Everyone was texting her good morning sunshine, so I texted her “good morning solar eclipse”
Yeah, don’t do that.
If you’re reading this, congratulations on not being raptured. Im glad you’re still here.
[Driving]
*Sees a McDonald’s*
*Thinks coffee*
*Also thinks Sausage Egg McMuffin Meal so that coffee doesn’t get lonely in my tummy*
1) Worms have no bones.
2) Gummi worms are made of gelatin.
3) Gelatin is often made of bones.
4) Gummi worms have more bones than real worms.
I’m not signing up for the 401k, there’s no way I can run that far.
ME: Whatcha doin?
WIFE: Watchin Dune.
ME: I asked you first, Sharon.
If you call me Dear, I automatically grandpa zone you.
*seductively corrects your posture*
no matter what the government says no one can stop you from eating the bugs you find in your garden
Me: I dreamed my teacher is making me read out endless values of π
Psychiatrist: Is it recurring?
Me: Not as far as anyone can tell
Twitter can teach you a lot of lessons. Grammar is not one of them.
If the prescription has anal leakage as a side effect, I’m not going to be playing nearly as much tennis as the guy in the ads
My grandma & grandpa’s double headstone reads “I tried” and “No you didn’t”
*glamorously folds laundry
*seductively wipes off countertops
*slowly bends over to pick up toys
*sexily trips over the cat…
Fitness instructors who resist the temptation to yell out YOUR OTHER LEFT are alright.
Life is like a roller coaster: There are ups & downs, you often feel like vomiting, but in the end there are weird pictures of you for sale.
Odd that the silent way to alert performers they should quickly end their act is a gesture to slice your own throat.
Kid: “Mom, there’s a dead possum in the yard.”
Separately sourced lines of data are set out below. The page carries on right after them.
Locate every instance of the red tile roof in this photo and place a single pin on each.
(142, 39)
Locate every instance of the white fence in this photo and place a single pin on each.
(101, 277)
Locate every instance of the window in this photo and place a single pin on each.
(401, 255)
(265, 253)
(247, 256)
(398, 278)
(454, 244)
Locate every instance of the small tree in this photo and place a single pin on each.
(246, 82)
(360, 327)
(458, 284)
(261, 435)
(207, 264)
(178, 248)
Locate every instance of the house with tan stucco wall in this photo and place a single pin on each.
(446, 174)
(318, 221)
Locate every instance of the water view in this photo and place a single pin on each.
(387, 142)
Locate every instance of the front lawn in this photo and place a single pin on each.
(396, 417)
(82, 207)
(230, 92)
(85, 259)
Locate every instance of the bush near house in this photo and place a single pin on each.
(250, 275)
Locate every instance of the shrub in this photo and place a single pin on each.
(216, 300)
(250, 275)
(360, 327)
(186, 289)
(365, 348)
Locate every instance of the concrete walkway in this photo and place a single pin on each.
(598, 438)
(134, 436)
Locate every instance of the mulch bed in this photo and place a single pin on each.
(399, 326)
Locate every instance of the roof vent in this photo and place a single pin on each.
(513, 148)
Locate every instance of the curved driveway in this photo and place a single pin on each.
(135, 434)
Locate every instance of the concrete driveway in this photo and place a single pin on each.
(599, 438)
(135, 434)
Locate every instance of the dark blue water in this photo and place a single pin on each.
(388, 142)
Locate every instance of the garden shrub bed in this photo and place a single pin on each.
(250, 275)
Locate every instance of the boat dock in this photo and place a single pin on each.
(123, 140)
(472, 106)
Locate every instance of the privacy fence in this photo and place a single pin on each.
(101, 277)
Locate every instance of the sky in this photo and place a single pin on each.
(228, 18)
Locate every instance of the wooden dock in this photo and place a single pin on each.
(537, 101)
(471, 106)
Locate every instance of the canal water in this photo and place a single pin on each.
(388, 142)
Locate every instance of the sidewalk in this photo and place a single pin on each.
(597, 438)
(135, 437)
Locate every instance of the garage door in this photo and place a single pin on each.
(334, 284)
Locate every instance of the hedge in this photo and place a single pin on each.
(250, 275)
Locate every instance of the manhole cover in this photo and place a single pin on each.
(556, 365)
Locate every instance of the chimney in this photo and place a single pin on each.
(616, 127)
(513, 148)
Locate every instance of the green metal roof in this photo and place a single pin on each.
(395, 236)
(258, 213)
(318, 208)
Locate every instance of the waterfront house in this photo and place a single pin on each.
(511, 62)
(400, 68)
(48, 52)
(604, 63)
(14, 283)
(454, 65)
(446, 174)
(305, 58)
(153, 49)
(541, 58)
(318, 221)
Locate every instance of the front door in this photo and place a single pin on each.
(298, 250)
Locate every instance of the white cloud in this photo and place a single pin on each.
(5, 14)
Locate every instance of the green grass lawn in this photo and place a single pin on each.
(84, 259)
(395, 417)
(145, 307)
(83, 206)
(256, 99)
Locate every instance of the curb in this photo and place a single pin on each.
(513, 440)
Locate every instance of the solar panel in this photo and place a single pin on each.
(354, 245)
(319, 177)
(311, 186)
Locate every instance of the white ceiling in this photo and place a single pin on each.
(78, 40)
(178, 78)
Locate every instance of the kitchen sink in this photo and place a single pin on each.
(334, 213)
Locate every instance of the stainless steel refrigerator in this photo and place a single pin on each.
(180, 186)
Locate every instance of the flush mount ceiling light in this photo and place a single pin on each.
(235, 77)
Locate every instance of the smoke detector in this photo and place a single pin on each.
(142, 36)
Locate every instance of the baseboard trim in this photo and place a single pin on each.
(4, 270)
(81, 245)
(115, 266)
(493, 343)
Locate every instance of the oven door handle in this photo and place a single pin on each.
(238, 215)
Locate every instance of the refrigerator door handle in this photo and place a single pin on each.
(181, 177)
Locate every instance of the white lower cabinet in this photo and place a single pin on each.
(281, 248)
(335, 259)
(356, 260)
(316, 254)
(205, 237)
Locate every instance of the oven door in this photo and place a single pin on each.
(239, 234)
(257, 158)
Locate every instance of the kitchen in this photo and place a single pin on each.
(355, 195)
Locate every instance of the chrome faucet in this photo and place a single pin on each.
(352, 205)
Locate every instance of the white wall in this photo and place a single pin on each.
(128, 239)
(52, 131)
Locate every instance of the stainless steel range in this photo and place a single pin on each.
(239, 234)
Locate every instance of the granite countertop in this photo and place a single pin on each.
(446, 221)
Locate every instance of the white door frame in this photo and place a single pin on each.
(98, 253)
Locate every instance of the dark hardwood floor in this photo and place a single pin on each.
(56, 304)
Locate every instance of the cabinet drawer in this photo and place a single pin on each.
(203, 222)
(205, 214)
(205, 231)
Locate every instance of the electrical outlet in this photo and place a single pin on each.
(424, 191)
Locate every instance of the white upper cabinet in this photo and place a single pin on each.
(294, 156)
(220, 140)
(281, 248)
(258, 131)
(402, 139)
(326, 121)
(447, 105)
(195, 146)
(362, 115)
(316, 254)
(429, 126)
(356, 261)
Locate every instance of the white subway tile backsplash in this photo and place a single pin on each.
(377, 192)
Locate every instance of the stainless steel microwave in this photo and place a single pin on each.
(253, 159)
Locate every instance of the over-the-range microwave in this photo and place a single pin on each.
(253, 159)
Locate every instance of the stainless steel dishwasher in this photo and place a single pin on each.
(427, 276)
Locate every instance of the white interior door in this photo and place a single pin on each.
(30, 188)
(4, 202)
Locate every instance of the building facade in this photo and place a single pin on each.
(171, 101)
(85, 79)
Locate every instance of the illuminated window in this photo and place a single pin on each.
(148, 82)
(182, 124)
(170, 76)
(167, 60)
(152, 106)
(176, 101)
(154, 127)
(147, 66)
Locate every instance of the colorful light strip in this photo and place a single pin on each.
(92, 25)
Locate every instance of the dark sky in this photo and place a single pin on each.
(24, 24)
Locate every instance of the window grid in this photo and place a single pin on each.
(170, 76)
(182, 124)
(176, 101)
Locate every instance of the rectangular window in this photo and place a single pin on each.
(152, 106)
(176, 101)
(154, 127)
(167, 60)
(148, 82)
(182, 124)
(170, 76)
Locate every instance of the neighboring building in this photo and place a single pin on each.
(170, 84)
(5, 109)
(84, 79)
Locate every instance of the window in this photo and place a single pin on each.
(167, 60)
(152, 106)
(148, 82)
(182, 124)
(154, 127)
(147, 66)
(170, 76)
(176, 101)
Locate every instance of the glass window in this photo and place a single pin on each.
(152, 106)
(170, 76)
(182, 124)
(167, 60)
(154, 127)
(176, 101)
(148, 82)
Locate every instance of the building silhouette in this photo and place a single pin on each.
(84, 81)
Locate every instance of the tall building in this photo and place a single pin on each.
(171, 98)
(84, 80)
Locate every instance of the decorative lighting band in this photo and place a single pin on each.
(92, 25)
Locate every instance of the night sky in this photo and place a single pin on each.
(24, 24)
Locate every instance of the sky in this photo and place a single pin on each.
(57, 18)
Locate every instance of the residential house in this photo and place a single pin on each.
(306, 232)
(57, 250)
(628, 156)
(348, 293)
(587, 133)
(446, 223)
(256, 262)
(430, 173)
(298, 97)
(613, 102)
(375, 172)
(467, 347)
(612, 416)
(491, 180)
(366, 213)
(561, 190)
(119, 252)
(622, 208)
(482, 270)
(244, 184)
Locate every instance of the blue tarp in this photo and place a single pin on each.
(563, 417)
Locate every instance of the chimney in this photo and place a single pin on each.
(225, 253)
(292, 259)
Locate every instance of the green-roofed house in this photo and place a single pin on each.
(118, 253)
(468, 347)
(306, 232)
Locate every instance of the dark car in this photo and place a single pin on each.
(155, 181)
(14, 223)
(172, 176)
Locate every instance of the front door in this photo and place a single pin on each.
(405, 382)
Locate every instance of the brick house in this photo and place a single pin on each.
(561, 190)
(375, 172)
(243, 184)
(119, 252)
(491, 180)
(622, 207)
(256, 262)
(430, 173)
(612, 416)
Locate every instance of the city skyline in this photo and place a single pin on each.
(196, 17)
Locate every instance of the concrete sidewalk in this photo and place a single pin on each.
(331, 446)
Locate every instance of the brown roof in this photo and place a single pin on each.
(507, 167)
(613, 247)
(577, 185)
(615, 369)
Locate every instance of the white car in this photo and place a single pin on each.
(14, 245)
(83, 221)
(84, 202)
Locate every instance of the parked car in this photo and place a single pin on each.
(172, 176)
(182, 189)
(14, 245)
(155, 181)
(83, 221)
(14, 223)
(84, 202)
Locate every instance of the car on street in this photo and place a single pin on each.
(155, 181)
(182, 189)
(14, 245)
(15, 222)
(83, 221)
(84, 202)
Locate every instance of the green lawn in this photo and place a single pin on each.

Me: “Let’s take a look.” [pokes possum with stick]
Possum: [pops up]
Me: Aaaaaahhhhh! [faints]
Possum: [starts poking me with a stick]
I have two options:
1) go and pick up my son from after school club and get absolutely soaked in the rain.
2) leave him there for the weekend.
Watched a nature documentary with my daughter and as the hungry polar bear approached the abandoned seal pup she said, “Oh, good, the polar bear is going to help her!” and sometimes I really wish I saw the world like a 12 y/o.
am i supposed to have a separate mouth with which to kiss my mother please advise
Used a Ouija board as a charcuterie plate and now three people who ate the Brie are dead.